EphA2 activity is required in mammary epithelium for optimal branching in vivo, as well as for HGF-induced epithelial cell branching morphogenesis in Matrigel. (A) To determine if defective epithelial branching in EphA2-deficient (KO) mice was due to loss of EphA2 function in epithelium versus stroma, we transplanted KO mammary tissue into the cleared fat pads of WT female mice, as well as WT mammary tissue into the cleared fat pads of KO female mice. Photomicrographs display two independent whole-mount preparations of mammary fat pads harboring transplanted tissue. Although WT epithelium displayed robust branching in KO stroma 8-wk after transplantation, branching of KO epithelium was significantly diminished in WT hosts (p < 0.05; two-tailed, paired Student's t test). Scale bar, 200 μm. Quantification of branching was performed by analyzing whole-mount preparations from five independent transplants/condition. (B) Primary mammary epithelial cells isolated from WT or KO animals were transduced with adenoviruses expressing EphA2 (Ad-EphA2) or control LacZ (Ad-LacZ) and plated on growth-factor–reduced Matrigel with or without HGF for 5 d and photographed. HGF enhances branching morphogenesis in WT, but not KO, mammary epithelial cells. The defects in KO cells was rescued by reexpressing wild-type EphA2 receptor. Scale bar, 25 μm. (C) Branching morphogenesis was quantified by counting the number of branches per photograph in four independent samples per culture condition in three independent experiments. Statistical analyses were performed using two-tailed, paired Student's t tests.
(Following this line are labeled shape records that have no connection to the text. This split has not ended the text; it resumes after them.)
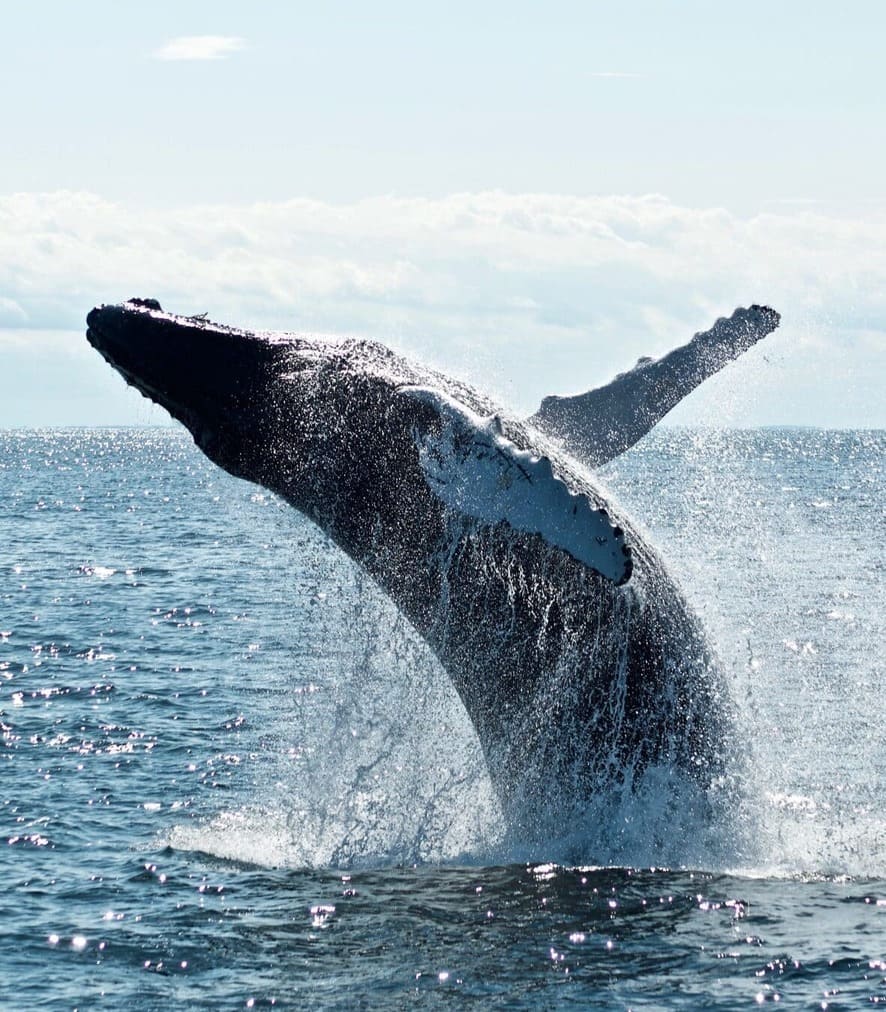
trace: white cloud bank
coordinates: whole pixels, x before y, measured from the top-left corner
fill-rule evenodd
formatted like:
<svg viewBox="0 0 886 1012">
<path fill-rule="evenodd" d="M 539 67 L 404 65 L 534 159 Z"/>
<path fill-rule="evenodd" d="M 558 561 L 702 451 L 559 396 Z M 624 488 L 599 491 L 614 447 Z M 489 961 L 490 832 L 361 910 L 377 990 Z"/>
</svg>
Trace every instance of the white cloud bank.
<svg viewBox="0 0 886 1012">
<path fill-rule="evenodd" d="M 224 60 L 245 46 L 236 35 L 180 35 L 154 53 L 155 60 Z"/>
<path fill-rule="evenodd" d="M 0 355 L 150 296 L 224 322 L 377 337 L 532 411 L 736 306 L 783 325 L 678 420 L 886 425 L 886 219 L 741 219 L 661 196 L 500 192 L 145 212 L 0 198 Z M 72 338 L 73 339 L 73 338 Z M 680 410 L 680 409 L 678 409 Z"/>
</svg>

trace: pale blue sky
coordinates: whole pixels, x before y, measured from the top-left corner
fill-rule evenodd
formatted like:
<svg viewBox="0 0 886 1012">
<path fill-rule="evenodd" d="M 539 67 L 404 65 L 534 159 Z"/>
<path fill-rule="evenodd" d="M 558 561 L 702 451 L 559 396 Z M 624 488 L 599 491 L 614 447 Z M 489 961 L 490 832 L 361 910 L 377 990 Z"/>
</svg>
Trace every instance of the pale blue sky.
<svg viewBox="0 0 886 1012">
<path fill-rule="evenodd" d="M 881 2 L 3 22 L 0 425 L 158 417 L 82 338 L 136 293 L 378 337 L 527 410 L 766 301 L 768 361 L 678 420 L 886 425 Z"/>
</svg>

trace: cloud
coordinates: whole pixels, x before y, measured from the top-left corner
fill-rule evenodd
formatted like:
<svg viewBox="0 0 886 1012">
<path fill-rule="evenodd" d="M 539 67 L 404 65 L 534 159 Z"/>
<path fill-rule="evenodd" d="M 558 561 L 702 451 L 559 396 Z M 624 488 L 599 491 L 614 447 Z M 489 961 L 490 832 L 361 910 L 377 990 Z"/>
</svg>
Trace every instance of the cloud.
<svg viewBox="0 0 886 1012">
<path fill-rule="evenodd" d="M 245 40 L 236 35 L 179 35 L 154 53 L 155 60 L 224 60 Z"/>
<path fill-rule="evenodd" d="M 82 331 L 92 305 L 148 296 L 244 326 L 376 337 L 527 411 L 761 302 L 782 329 L 693 402 L 696 417 L 833 424 L 851 412 L 886 425 L 884 276 L 882 215 L 740 218 L 660 195 L 166 212 L 84 193 L 0 197 L 7 326 Z M 724 414 L 727 388 L 738 396 Z"/>
</svg>

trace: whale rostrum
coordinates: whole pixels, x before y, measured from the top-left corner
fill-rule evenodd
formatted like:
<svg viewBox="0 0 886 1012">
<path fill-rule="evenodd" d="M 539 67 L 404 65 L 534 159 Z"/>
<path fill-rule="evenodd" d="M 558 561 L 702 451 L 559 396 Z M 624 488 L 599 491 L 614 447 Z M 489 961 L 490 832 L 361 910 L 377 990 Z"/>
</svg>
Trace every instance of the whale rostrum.
<svg viewBox="0 0 886 1012">
<path fill-rule="evenodd" d="M 544 833 L 651 767 L 702 791 L 730 768 L 733 707 L 698 619 L 563 444 L 584 451 L 602 433 L 586 455 L 611 457 L 620 415 L 633 444 L 679 399 L 672 388 L 688 393 L 739 354 L 774 311 L 718 322 L 708 343 L 671 353 L 679 368 L 572 399 L 576 435 L 551 399 L 522 422 L 372 341 L 237 330 L 154 300 L 87 322 L 95 348 L 216 463 L 289 501 L 392 598 L 458 690 L 518 832 Z M 587 404 L 619 396 L 588 421 Z M 539 430 L 551 420 L 554 439 Z"/>
</svg>

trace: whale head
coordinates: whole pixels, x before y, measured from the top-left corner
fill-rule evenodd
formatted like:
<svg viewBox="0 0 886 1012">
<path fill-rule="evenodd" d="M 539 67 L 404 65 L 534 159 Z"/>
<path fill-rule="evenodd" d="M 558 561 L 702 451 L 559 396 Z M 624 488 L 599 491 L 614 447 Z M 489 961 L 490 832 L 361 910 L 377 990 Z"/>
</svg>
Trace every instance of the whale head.
<svg viewBox="0 0 886 1012">
<path fill-rule="evenodd" d="M 319 342 L 166 313 L 154 299 L 96 307 L 87 327 L 92 346 L 180 421 L 208 456 L 238 477 L 262 480 L 255 466 L 264 454 L 256 449 L 273 436 L 278 378 L 297 373 L 300 355 Z"/>
</svg>

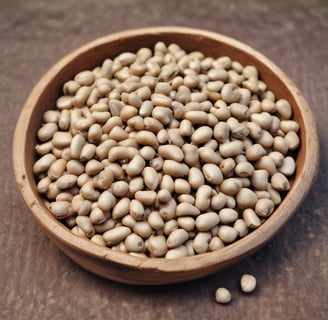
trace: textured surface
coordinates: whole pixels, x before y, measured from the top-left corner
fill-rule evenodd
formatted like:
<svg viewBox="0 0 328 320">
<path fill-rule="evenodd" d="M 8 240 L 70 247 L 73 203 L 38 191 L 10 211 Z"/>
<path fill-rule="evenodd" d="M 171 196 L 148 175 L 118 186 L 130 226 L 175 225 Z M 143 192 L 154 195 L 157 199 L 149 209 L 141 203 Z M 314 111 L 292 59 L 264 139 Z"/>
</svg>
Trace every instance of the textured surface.
<svg viewBox="0 0 328 320">
<path fill-rule="evenodd" d="M 135 287 L 82 270 L 50 242 L 16 188 L 11 143 L 21 106 L 53 63 L 94 38 L 152 25 L 226 34 L 284 69 L 317 120 L 321 167 L 295 217 L 252 257 L 204 279 Z M 325 0 L 0 1 L 0 319 L 326 319 L 327 33 Z M 238 288 L 245 272 L 258 280 L 251 295 Z M 214 302 L 219 286 L 232 292 L 228 306 Z"/>
</svg>

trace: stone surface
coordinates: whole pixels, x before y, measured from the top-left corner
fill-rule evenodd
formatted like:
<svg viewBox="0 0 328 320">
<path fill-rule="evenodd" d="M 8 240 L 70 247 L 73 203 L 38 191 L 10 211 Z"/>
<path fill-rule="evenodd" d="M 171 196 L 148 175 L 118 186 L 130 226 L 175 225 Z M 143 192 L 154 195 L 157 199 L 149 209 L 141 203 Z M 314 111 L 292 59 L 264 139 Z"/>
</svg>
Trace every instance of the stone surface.
<svg viewBox="0 0 328 320">
<path fill-rule="evenodd" d="M 15 185 L 11 144 L 21 106 L 58 59 L 97 37 L 155 25 L 232 36 L 284 69 L 312 107 L 321 164 L 295 217 L 262 250 L 204 279 L 144 288 L 90 274 L 50 242 Z M 326 319 L 327 34 L 325 0 L 0 1 L 0 319 Z M 238 288 L 243 273 L 257 277 L 251 295 Z M 228 306 L 215 303 L 220 286 L 231 290 Z"/>
</svg>

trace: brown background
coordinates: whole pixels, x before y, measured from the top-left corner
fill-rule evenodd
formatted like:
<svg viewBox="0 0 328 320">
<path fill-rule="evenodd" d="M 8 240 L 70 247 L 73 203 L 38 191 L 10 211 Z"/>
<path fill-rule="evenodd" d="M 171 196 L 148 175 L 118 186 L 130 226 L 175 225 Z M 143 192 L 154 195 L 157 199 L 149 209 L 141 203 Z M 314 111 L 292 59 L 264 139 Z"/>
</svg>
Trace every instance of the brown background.
<svg viewBox="0 0 328 320">
<path fill-rule="evenodd" d="M 20 108 L 47 68 L 94 38 L 153 25 L 209 29 L 272 59 L 313 110 L 321 165 L 295 217 L 252 257 L 204 279 L 134 287 L 82 270 L 48 240 L 16 188 L 11 143 Z M 327 34 L 326 0 L 0 0 L 0 319 L 326 319 Z M 258 279 L 254 294 L 238 289 L 244 272 Z M 218 286 L 231 289 L 230 305 L 214 302 Z"/>
</svg>

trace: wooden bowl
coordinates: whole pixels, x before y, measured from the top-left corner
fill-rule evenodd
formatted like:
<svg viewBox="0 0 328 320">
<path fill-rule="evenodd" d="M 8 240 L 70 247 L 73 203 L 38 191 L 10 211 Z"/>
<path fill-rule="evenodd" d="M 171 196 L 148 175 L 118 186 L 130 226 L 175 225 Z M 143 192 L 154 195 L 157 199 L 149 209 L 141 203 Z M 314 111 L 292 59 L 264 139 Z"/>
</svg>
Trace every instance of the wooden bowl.
<svg viewBox="0 0 328 320">
<path fill-rule="evenodd" d="M 142 46 L 152 47 L 159 40 L 177 43 L 186 51 L 200 50 L 206 56 L 213 57 L 228 55 L 244 65 L 256 66 L 276 97 L 289 100 L 294 118 L 300 124 L 301 145 L 295 178 L 274 213 L 258 229 L 223 249 L 178 260 L 137 258 L 75 236 L 47 210 L 32 172 L 36 132 L 44 111 L 54 107 L 56 98 L 61 95 L 63 84 L 79 71 L 100 65 L 105 58 L 113 58 L 124 51 L 136 51 Z M 100 38 L 56 63 L 34 87 L 21 111 L 14 136 L 13 163 L 18 187 L 32 215 L 72 260 L 93 273 L 120 282 L 169 284 L 217 272 L 254 253 L 271 240 L 293 216 L 316 178 L 318 139 L 311 110 L 302 94 L 286 74 L 262 54 L 239 41 L 213 32 L 155 27 Z"/>
</svg>

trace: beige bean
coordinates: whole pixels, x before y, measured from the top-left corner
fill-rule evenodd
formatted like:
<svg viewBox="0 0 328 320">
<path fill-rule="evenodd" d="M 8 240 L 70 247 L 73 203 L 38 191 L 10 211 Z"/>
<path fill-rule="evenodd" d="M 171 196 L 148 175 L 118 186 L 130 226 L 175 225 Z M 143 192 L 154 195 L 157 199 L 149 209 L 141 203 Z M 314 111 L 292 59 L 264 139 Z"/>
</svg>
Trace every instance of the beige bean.
<svg viewBox="0 0 328 320">
<path fill-rule="evenodd" d="M 170 193 L 174 191 L 174 181 L 170 175 L 165 174 L 163 176 L 160 188 L 168 190 Z"/>
<path fill-rule="evenodd" d="M 133 232 L 143 239 L 147 239 L 153 234 L 153 229 L 147 221 L 137 221 L 133 226 Z"/>
<path fill-rule="evenodd" d="M 254 208 L 257 202 L 257 196 L 249 188 L 241 188 L 237 193 L 236 201 L 240 209 Z"/>
<path fill-rule="evenodd" d="M 144 205 L 152 205 L 155 203 L 157 193 L 152 190 L 137 191 L 134 197 Z"/>
<path fill-rule="evenodd" d="M 179 203 L 176 207 L 177 217 L 197 216 L 199 214 L 200 214 L 200 210 L 194 205 L 187 202 Z"/>
<path fill-rule="evenodd" d="M 100 192 L 95 189 L 95 183 L 93 181 L 85 183 L 81 187 L 80 192 L 85 199 L 90 201 L 96 201 L 100 196 Z"/>
<path fill-rule="evenodd" d="M 235 173 L 238 177 L 247 178 L 254 172 L 254 167 L 250 162 L 240 162 L 235 167 Z"/>
<path fill-rule="evenodd" d="M 68 201 L 55 201 L 50 203 L 50 211 L 57 219 L 67 218 L 72 208 Z"/>
<path fill-rule="evenodd" d="M 207 126 L 201 126 L 194 131 L 191 136 L 191 141 L 193 144 L 203 144 L 211 139 L 213 135 L 213 130 Z"/>
<path fill-rule="evenodd" d="M 120 219 L 127 215 L 130 209 L 130 202 L 130 199 L 127 197 L 120 199 L 113 207 L 112 218 Z"/>
<path fill-rule="evenodd" d="M 192 144 L 184 144 L 182 146 L 184 153 L 184 162 L 190 167 L 194 167 L 199 163 L 198 147 Z"/>
<path fill-rule="evenodd" d="M 196 192 L 195 206 L 201 211 L 210 207 L 213 190 L 208 185 L 202 185 Z"/>
<path fill-rule="evenodd" d="M 229 196 L 234 196 L 240 191 L 241 187 L 242 184 L 238 179 L 228 178 L 223 180 L 220 184 L 220 191 Z"/>
<path fill-rule="evenodd" d="M 164 159 L 175 160 L 181 162 L 184 158 L 182 150 L 175 145 L 161 145 L 158 147 L 158 154 Z"/>
<path fill-rule="evenodd" d="M 239 140 L 224 142 L 220 145 L 220 154 L 224 158 L 235 157 L 243 150 L 243 143 Z"/>
<path fill-rule="evenodd" d="M 218 165 L 221 162 L 220 155 L 212 148 L 204 146 L 199 148 L 199 157 L 205 163 L 213 163 Z"/>
<path fill-rule="evenodd" d="M 195 219 L 193 217 L 179 217 L 177 219 L 180 228 L 190 232 L 195 229 Z"/>
<path fill-rule="evenodd" d="M 210 232 L 198 232 L 192 241 L 192 247 L 195 252 L 198 254 L 207 252 L 211 237 Z"/>
<path fill-rule="evenodd" d="M 220 217 L 216 212 L 206 212 L 196 218 L 196 228 L 198 231 L 209 231 L 220 222 Z"/>
<path fill-rule="evenodd" d="M 224 243 L 232 243 L 237 239 L 238 232 L 233 227 L 224 225 L 219 227 L 218 236 Z"/>
<path fill-rule="evenodd" d="M 175 217 L 176 208 L 177 208 L 177 203 L 174 200 L 174 198 L 172 198 L 171 200 L 169 200 L 166 203 L 159 204 L 159 213 L 165 221 L 168 221 Z"/>
<path fill-rule="evenodd" d="M 100 171 L 97 176 L 94 177 L 95 186 L 98 189 L 108 189 L 114 181 L 114 174 L 111 168 L 105 167 Z"/>
<path fill-rule="evenodd" d="M 52 139 L 53 135 L 57 132 L 58 126 L 56 123 L 49 122 L 44 124 L 39 130 L 38 130 L 38 139 L 41 142 L 48 141 Z"/>
<path fill-rule="evenodd" d="M 261 225 L 261 220 L 253 209 L 245 209 L 243 211 L 243 220 L 250 229 L 255 229 Z"/>
<path fill-rule="evenodd" d="M 109 211 L 116 204 L 116 198 L 111 192 L 105 190 L 100 194 L 97 204 L 101 210 Z"/>
<path fill-rule="evenodd" d="M 259 143 L 253 144 L 252 146 L 246 149 L 245 155 L 247 160 L 255 161 L 260 159 L 266 154 L 265 149 Z"/>
<path fill-rule="evenodd" d="M 159 202 L 168 202 L 172 199 L 171 193 L 167 189 L 161 189 L 157 193 L 157 200 Z"/>
<path fill-rule="evenodd" d="M 222 193 L 214 195 L 211 199 L 211 208 L 213 210 L 222 209 L 227 203 L 227 197 Z"/>
<path fill-rule="evenodd" d="M 282 119 L 288 120 L 292 117 L 292 108 L 287 100 L 278 100 L 276 102 L 276 109 Z"/>
<path fill-rule="evenodd" d="M 223 181 L 223 175 L 220 170 L 220 167 L 215 164 L 204 164 L 202 167 L 202 171 L 208 183 L 219 185 Z"/>
<path fill-rule="evenodd" d="M 135 139 L 141 145 L 148 145 L 155 149 L 158 148 L 158 141 L 152 132 L 141 130 L 136 134 Z"/>
<path fill-rule="evenodd" d="M 285 140 L 288 143 L 288 149 L 289 150 L 296 150 L 299 145 L 300 145 L 300 138 L 297 135 L 296 132 L 294 131 L 289 131 L 286 135 L 285 135 Z"/>
<path fill-rule="evenodd" d="M 223 208 L 219 211 L 219 220 L 222 224 L 231 224 L 238 219 L 238 212 L 231 208 Z"/>
<path fill-rule="evenodd" d="M 147 248 L 154 257 L 163 257 L 168 250 L 166 239 L 163 235 L 151 236 Z"/>
<path fill-rule="evenodd" d="M 143 252 L 145 249 L 145 243 L 143 239 L 134 233 L 129 234 L 125 238 L 124 245 L 126 250 L 129 252 Z"/>
<path fill-rule="evenodd" d="M 188 182 L 193 189 L 197 190 L 205 183 L 205 178 L 202 171 L 196 167 L 190 168 L 188 173 Z"/>
<path fill-rule="evenodd" d="M 55 161 L 56 157 L 51 153 L 47 153 L 34 163 L 33 172 L 35 174 L 46 172 Z"/>
<path fill-rule="evenodd" d="M 255 162 L 256 169 L 266 170 L 269 175 L 273 175 L 276 171 L 276 164 L 270 156 L 263 156 Z"/>
<path fill-rule="evenodd" d="M 237 219 L 233 224 L 233 228 L 238 232 L 238 236 L 241 238 L 248 234 L 248 227 L 244 219 Z"/>
<path fill-rule="evenodd" d="M 169 249 L 181 246 L 189 238 L 188 232 L 178 228 L 173 230 L 167 237 L 166 243 Z"/>
<path fill-rule="evenodd" d="M 188 175 L 189 167 L 175 160 L 164 160 L 163 171 L 171 177 L 184 177 Z"/>
<path fill-rule="evenodd" d="M 274 210 L 274 203 L 270 199 L 258 199 L 255 212 L 260 217 L 268 217 Z"/>
<path fill-rule="evenodd" d="M 280 172 L 276 172 L 271 177 L 271 185 L 277 191 L 287 191 L 290 189 L 290 183 L 288 179 Z"/>
<path fill-rule="evenodd" d="M 111 185 L 114 196 L 125 197 L 129 191 L 129 184 L 126 181 L 115 181 Z"/>
<path fill-rule="evenodd" d="M 113 246 L 115 244 L 124 241 L 124 239 L 131 233 L 131 229 L 125 226 L 115 227 L 111 230 L 106 231 L 103 234 L 103 238 L 106 245 Z"/>
<path fill-rule="evenodd" d="M 144 183 L 149 190 L 155 190 L 159 184 L 159 177 L 157 171 L 152 167 L 145 167 L 142 170 Z"/>
<path fill-rule="evenodd" d="M 161 230 L 164 227 L 164 220 L 161 217 L 161 215 L 159 214 L 158 211 L 152 211 L 148 218 L 147 221 L 149 223 L 149 225 L 154 229 L 154 230 Z"/>
<path fill-rule="evenodd" d="M 61 190 L 72 188 L 77 182 L 77 176 L 74 174 L 65 174 L 56 181 L 57 187 Z"/>
</svg>

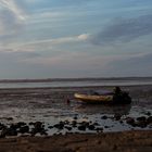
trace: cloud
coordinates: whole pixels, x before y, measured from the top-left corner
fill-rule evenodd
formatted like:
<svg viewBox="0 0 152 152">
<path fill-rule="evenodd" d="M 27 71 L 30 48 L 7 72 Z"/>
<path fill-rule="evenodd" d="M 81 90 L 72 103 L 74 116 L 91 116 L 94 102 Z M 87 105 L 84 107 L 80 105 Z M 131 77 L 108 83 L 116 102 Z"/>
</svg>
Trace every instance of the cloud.
<svg viewBox="0 0 152 152">
<path fill-rule="evenodd" d="M 116 76 L 151 76 L 152 53 L 141 53 L 110 62 L 107 73 Z"/>
<path fill-rule="evenodd" d="M 26 14 L 20 7 L 20 1 L 1 0 L 0 1 L 0 39 L 10 37 L 18 33 L 25 23 Z"/>
<path fill-rule="evenodd" d="M 152 15 L 136 18 L 115 20 L 113 24 L 91 37 L 94 45 L 129 42 L 139 37 L 152 34 Z"/>
<path fill-rule="evenodd" d="M 29 50 L 35 51 L 35 50 L 40 49 L 40 48 L 51 49 L 53 46 L 58 46 L 58 45 L 84 42 L 89 38 L 89 36 L 90 36 L 89 34 L 81 34 L 81 35 L 72 36 L 72 37 L 37 40 L 37 41 L 27 42 L 27 43 L 16 46 L 16 50 L 20 50 L 20 48 L 24 48 L 24 50 L 26 49 L 27 51 L 29 51 Z"/>
</svg>

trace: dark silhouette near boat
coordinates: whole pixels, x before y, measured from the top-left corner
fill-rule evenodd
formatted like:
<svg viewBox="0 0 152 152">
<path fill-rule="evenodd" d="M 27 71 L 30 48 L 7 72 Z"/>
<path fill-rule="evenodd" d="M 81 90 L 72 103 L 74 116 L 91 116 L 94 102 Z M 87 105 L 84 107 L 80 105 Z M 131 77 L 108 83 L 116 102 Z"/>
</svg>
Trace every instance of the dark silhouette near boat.
<svg viewBox="0 0 152 152">
<path fill-rule="evenodd" d="M 111 92 L 93 92 L 91 94 L 75 93 L 74 97 L 84 103 L 103 103 L 103 104 L 130 104 L 131 98 L 128 92 L 115 87 Z"/>
</svg>

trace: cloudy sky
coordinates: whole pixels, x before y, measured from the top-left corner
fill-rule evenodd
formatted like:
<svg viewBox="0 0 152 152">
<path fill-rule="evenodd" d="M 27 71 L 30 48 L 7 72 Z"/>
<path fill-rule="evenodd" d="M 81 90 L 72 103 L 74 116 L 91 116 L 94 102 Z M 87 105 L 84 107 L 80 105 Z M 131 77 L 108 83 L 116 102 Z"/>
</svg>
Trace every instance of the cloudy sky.
<svg viewBox="0 0 152 152">
<path fill-rule="evenodd" d="M 152 0 L 0 0 L 0 78 L 152 76 Z"/>
</svg>

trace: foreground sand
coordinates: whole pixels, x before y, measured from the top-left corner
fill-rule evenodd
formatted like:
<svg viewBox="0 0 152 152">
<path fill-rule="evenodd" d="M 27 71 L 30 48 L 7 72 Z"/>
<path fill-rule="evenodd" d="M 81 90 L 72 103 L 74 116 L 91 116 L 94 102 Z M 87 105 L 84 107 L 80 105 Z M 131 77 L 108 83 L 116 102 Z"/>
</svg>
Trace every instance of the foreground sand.
<svg viewBox="0 0 152 152">
<path fill-rule="evenodd" d="M 0 152 L 151 152 L 152 131 L 0 139 Z"/>
</svg>

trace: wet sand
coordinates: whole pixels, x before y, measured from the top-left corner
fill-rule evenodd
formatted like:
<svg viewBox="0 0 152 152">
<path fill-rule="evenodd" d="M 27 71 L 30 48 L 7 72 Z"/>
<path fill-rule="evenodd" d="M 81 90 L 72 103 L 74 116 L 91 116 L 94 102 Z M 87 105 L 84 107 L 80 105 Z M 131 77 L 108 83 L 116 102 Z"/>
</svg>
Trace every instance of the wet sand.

EphA2-dependent branching morphogenesis is dependent on RhoA activity. (A) Primary mammary epithelial cells isolated from WT or KO animals were transduced with adenoviruses expressing a constitutively activated RhoA (CA-Rho) or control LacZ. Cells were plated on growth-factor reduced Matrigel with 20 ng/ml HGF for 5 d and photographed. Branching in KO LacZ control cells was significantly diminished relative to WT LacZ control cells in response to HGF (* p < 0.05; two-tailed, paired Student's t test). Expression of the Q63L RhoA inhibited HGF-induced branching morphogenesis in WT cells. Scale bar, 25 μm. (B) Branching morphogenesis was quantified by counting the number of branches per photograph in four independent samples per culture condition in three independent experiments. Statistical analyses were performed using two-tailed, paired Student's t tests. (C) Expression of wild-type EphA2, CA-Rho, and β-galactosidase via adenovirus transduction was confirmed by immunoblot analysis. (D) Branching was also assessed in WT and KO primary mammary epithelial cells in the presence or absence of 20 ng/ml HGF and upon treatment with the Rho kinase inhibitor 10 mM Y27632. As observed previously, WT, but not KO, cells displayed elevated branching in response to HGF (p < 0.05 WT untreated vs. WT + HGF). Branching was elevated in both WT and KO cells in the presence of Y27632. Although the addition of HGF enhanced Y27632-mediated branching in WT cells, adding HGF had no effect on Y27632-mediated branching in KO cells (p < 0.05 WT vs. WT Y27632 and WT Y27632 vs. Y27632 + HGF; p < 0.05 KO vs. KO Y27632; two-tailed, paired Student's t tests). (E) The differential effects of HGF Rho-dependent branching for WT versus KO cells was confirmed by a dose response assay in which cultures were treated with 0, 0.1, 1, or 10 μM Y27632 in the presence or absence of HGF.